[A Survey of Russian Literature, with Selections by Isabel Florence Hapgood]@TWC D-Link book
A Survey of Russian Literature, with Selections

CHAPTER XII
24/90

Then he made a snare from his own hair and caught a hazel-hen.

Last of all, he arranged the fire, and cooked such a quantity of different provisions that the idea even occurred to the Generals, "would it not be well to give the lazy fellow a little morsel ?" The Generals watched the peasant's efforts, and their hearts played merrily.

They had already forgotten that they had nearly died of hunger on the preceding day, and they thought, "What a good thing it is to be a general--then you never go to destruction anywhere." "Are you satisfied, Generals ?" asked the big, lazy peasant.
"We are satisfied, my dear friend, we perceive your zeal," replied the Generals.
"Will you not permit me to rest now ?" "Rest, my good friend, only first make us a rope." The peasant immediately collected wild hemp, soaked it in water, beat it, worked it--and by evening the rope was done.
With this rope the Generals bound the peasant to a tree so that he should not run away, and then they lay down to sleep.
One day passed, then another; the big, coarse peasant became so skilful that he even began to cook soup in the hollow of his hand.

Our Generals became jovial, light-hearted, fat, and white.
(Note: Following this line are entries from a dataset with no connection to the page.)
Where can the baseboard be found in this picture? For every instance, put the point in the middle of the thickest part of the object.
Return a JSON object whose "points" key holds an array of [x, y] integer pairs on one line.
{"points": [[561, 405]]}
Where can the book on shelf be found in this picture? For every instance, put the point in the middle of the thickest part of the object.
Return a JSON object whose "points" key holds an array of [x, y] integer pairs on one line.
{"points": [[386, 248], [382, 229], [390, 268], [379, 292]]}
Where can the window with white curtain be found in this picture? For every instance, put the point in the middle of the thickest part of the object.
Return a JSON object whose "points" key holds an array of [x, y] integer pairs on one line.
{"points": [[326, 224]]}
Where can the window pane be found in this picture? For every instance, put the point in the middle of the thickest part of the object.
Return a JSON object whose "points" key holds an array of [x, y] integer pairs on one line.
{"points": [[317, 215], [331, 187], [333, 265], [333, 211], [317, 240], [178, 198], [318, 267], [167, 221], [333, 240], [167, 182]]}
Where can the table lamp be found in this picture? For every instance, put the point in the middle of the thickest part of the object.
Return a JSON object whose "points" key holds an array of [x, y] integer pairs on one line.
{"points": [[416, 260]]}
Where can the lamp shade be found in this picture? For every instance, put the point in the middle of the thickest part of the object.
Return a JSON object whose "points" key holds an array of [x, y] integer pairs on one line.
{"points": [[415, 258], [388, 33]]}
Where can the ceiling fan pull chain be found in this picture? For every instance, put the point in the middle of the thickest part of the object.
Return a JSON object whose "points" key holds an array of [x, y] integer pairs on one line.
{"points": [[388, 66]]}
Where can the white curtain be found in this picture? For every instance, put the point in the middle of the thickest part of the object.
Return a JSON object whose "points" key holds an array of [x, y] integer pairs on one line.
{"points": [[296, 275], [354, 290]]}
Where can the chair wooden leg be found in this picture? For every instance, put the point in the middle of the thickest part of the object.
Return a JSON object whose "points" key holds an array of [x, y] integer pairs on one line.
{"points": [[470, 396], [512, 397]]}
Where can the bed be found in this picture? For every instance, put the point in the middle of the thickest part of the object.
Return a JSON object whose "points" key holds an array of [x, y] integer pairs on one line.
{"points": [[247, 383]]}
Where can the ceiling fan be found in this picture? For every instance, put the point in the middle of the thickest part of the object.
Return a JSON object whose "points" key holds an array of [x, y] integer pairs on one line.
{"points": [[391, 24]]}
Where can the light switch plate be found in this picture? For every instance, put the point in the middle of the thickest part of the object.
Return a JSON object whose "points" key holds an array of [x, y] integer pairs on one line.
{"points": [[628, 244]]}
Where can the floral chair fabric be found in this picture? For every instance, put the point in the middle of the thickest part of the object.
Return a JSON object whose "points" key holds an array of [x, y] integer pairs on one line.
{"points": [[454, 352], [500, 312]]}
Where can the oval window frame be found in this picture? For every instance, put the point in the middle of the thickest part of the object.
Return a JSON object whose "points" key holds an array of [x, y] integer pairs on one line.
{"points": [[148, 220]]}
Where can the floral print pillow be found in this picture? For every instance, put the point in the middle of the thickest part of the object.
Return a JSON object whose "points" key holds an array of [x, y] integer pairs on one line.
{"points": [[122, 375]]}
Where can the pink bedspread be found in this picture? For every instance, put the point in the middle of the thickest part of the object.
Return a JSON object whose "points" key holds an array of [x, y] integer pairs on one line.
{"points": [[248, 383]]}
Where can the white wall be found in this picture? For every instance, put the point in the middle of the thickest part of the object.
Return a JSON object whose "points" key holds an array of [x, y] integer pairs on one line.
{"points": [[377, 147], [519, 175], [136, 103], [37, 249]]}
They began to say to each other that, here they were living with everything ready to hand while their pensions were accumulating and accumulating in Petersburg.
"What do you think, your Excellency, was there really a tower of Babel, or is that merely a fable ?" one General would say to the other, as they ate their breakfast.
"I think, your Excellency, that it really was built; because, otherwise, how can we explain the fact that many different languages exist in the world ?" "Then the flood must have occurred also ?" "The flood did happen, otherwise, how could the existence of antediluvian animals be explained?
The more so as it is announced in the 'Moscow News'...." "Shall we not read the 'Moscow News' ?" Then they would hunt up that copy, seat themselves in the shade, and read it through from end to end; what people had been eating in Moscow, eating in Tula, eating in Penza, eating in Ryazan--and it had no effect on them; it did not turn their stomachs.
In the long run, the Generals got bored.